Quand il fut loin, l’empereur songea. Il avait eu le matin une seconde lettre de Georges Iraschko. Le pauvre être dévoué, mais faible, avouait son impuissance.

Il n’avait pu aller lui-même aux Îles des Romalewsky, car il aurait été reconnu. Il y avait envoyé son valet fidèle, déguisé en pêcheur. Celui-ci était revenu avec la certitude que Roma n’avait jamais mis les pieds à l’archipel Siamos.

Georges avait alors écrit à Mariska une lettre navrante où il implorait sa pitié en faveur de leur amie commune, lui demandant comme une grâce suprême de le renseigner, s’engageant en retour à épargner Boris dans le duel à mort.

Et rien, aucune réponse n’était parvenue. Georges s’avouait découragé, épuisé, prêt à recevoir le dernier coup.

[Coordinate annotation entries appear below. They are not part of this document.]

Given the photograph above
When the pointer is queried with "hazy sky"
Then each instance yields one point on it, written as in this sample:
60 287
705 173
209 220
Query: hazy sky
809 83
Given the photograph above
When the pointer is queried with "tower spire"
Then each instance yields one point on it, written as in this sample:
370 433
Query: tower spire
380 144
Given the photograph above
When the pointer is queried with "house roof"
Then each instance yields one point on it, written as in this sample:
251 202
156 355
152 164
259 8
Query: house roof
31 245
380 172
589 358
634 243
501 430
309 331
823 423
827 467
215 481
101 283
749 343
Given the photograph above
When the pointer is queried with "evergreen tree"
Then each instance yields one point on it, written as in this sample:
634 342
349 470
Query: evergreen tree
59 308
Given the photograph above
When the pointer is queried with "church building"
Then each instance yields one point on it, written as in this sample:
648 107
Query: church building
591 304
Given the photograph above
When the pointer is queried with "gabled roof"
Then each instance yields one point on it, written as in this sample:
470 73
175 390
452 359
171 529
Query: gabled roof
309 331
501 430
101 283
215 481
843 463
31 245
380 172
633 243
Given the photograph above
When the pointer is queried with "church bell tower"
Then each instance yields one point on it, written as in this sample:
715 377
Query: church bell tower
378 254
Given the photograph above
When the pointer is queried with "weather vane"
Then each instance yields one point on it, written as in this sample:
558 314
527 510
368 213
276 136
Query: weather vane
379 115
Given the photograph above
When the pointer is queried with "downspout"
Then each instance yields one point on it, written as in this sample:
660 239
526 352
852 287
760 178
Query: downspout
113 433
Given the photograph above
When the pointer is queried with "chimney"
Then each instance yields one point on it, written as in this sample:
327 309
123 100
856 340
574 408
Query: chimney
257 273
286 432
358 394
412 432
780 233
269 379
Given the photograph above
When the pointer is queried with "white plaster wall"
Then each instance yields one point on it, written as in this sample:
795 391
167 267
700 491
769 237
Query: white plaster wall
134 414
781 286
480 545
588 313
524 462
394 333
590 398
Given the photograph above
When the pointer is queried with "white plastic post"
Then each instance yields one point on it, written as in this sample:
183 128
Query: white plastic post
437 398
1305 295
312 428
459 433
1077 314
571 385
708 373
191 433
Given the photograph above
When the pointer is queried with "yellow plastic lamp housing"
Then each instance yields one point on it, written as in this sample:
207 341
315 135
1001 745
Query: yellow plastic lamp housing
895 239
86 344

Alexis, irrité contre lui-même, se disait :

— J’ai écouté et choisi un incapable pour messager. Je me suis laissé allé à croire une histoire de magie. Ce méprisable Fédor a voulu sûrement y faire allusion, se jouer d’une crédulité stupide que j’ai eu la sottise de laisser voir. Il est au-dessous de moi de prêter l’oreille à des subterfuges, quand je suis sûr ! sûr du malheur irréparable qui a broyé mon cœur.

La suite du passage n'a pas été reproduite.